Member of the New York City Council from the 41st district
- In office January 1, 1998 – December 31, 2005
- Preceded by: Enoch H. Williams
- Succeeded by: Darlene Mealy

Personal details
- Born: December 18, 1968 (age 57) New York City, U.S.
- Party: Democratic

= Tracy L. Boyland =

American politician (born 1968)

Tracy L. Boyland (born December 18, 1968) is an American politician who served in the New York City Council from the 41st district from 1998 to 2005. A Democrat, she represented a Brooklyn district covering parts of Bedford–Stuyvesant, Brownsville, Crown Heights, East Flatbush and Ocean Hill, and chaired the council's Committee on Women's Issues.

Boyland is a member of a family that has held elected office in Brownsville since the 1970s and that The New York Times has called "the Kennedys of Brownsville". After leaving the council she ran unsuccessfully for the New York State Senate in 2006 and for her former council seat in 2009.

== Family ==
Boyland's uncle, Thomas S. Boyland, represented the 55th district in the New York State Assembly from 1977 until his death in 1982. Her father, William F. Boyland, won the same seat and held it for more than twenty years, and her brother, William Boyland Jr., succeeded their father in the Assembly.

== New York City Council ==
Boyland was elected to the New York City Council in 1997, succeeding Enoch H. Williams, and took office on January 1, 1998. She was re-elected in 2001 and served until the end of 2005. During her tenure she chaired the council's Committee on Women's Issues.

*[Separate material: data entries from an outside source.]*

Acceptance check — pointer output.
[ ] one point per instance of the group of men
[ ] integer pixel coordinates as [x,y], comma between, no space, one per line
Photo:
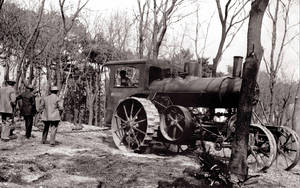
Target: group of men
[51,107]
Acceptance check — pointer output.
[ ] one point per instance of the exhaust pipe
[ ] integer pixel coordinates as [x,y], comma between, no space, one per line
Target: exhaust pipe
[237,66]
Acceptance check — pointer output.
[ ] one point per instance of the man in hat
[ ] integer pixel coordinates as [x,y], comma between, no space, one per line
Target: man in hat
[124,80]
[7,108]
[27,108]
[52,107]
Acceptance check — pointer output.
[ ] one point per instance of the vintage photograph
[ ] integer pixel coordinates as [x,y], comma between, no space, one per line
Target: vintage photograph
[149,93]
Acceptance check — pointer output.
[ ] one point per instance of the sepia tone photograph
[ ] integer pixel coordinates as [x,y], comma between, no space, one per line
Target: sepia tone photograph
[149,93]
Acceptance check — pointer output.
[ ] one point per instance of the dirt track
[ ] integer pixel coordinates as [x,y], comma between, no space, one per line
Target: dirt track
[89,159]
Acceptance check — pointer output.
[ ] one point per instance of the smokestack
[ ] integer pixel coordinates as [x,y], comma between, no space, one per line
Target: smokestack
[193,68]
[237,66]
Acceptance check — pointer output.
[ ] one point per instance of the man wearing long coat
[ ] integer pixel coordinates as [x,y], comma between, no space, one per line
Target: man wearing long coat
[7,108]
[52,107]
[28,108]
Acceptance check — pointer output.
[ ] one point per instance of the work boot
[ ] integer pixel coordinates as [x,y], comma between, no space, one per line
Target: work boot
[5,132]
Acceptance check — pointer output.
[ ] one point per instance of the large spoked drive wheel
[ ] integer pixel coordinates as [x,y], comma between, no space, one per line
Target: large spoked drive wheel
[175,124]
[262,148]
[133,124]
[288,148]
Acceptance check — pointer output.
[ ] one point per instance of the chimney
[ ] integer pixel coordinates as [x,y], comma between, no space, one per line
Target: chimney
[193,69]
[237,66]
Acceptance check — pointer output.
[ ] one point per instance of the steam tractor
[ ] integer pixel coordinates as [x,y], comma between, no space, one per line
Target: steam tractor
[177,107]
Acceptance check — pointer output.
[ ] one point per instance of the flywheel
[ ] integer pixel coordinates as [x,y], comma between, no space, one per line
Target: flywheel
[175,124]
[135,121]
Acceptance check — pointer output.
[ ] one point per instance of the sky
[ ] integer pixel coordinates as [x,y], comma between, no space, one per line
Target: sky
[184,30]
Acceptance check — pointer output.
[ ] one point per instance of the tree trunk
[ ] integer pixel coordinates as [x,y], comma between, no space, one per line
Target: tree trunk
[217,59]
[296,113]
[238,162]
[271,104]
[91,111]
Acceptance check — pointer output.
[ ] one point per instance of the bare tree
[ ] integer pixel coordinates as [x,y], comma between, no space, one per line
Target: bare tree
[238,162]
[231,22]
[30,43]
[143,18]
[67,25]
[162,13]
[296,113]
[274,63]
[1,4]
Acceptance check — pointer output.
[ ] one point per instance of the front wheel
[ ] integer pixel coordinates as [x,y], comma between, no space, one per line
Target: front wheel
[134,123]
[261,149]
[288,148]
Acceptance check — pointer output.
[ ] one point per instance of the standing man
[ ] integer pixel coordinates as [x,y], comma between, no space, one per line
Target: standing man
[125,81]
[52,107]
[28,108]
[7,109]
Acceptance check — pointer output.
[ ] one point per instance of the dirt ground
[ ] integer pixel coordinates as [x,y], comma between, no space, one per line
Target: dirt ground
[90,159]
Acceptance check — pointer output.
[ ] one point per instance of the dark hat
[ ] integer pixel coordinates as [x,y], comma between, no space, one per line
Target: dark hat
[54,88]
[30,87]
[10,82]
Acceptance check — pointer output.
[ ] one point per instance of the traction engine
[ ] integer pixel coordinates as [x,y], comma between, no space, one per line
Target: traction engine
[178,109]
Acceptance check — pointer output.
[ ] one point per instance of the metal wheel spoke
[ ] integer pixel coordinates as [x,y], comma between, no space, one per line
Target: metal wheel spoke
[131,110]
[289,136]
[140,121]
[174,132]
[122,139]
[263,160]
[170,117]
[125,110]
[286,156]
[137,113]
[180,117]
[144,133]
[137,141]
[116,116]
[179,127]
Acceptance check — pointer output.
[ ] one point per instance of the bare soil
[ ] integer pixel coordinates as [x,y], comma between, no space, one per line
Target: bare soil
[90,159]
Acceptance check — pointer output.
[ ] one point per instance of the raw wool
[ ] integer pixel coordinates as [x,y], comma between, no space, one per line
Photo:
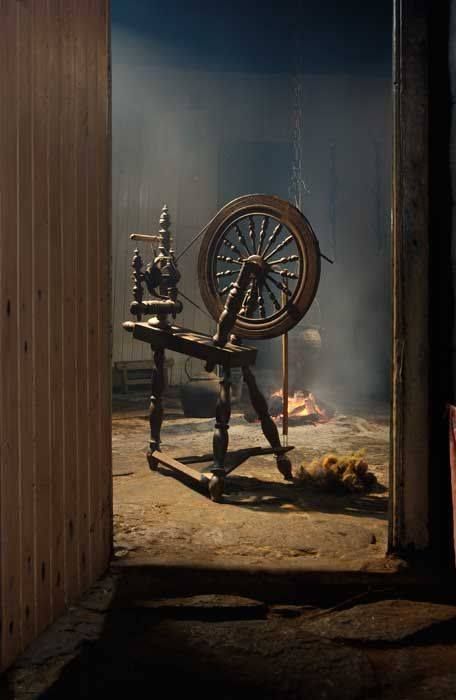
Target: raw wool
[338,473]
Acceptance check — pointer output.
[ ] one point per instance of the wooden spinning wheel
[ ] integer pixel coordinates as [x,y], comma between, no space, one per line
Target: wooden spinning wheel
[283,250]
[258,271]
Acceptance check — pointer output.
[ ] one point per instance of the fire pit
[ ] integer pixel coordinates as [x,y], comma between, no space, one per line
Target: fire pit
[303,408]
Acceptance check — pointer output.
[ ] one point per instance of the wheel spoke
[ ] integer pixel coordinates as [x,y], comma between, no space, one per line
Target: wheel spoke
[272,297]
[283,261]
[281,245]
[285,273]
[280,286]
[247,305]
[272,238]
[263,229]
[224,258]
[252,233]
[232,247]
[241,238]
[225,290]
[261,303]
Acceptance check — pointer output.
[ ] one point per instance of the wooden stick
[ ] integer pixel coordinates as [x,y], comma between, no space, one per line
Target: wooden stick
[284,382]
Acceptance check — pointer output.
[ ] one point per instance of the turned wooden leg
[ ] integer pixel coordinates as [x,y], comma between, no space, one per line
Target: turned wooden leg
[268,426]
[220,439]
[156,406]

Her seat was won in 2005 by Darlene Mealy, who defeated Boyland's father in the Democratic primary.

== Later campaigns ==
In 2006, Boyland challenged Velmanette Montgomery, who had represented the 18th State Senate district since 1985, in the Democratic primary. The contest was one of the few primary challenges to a sitting Brooklyn state senator that year. Montgomery won the September primary.

In 2009, Boyland entered the Democratic primary for her former council seat, then held by Mealy. Mealy was re-elected.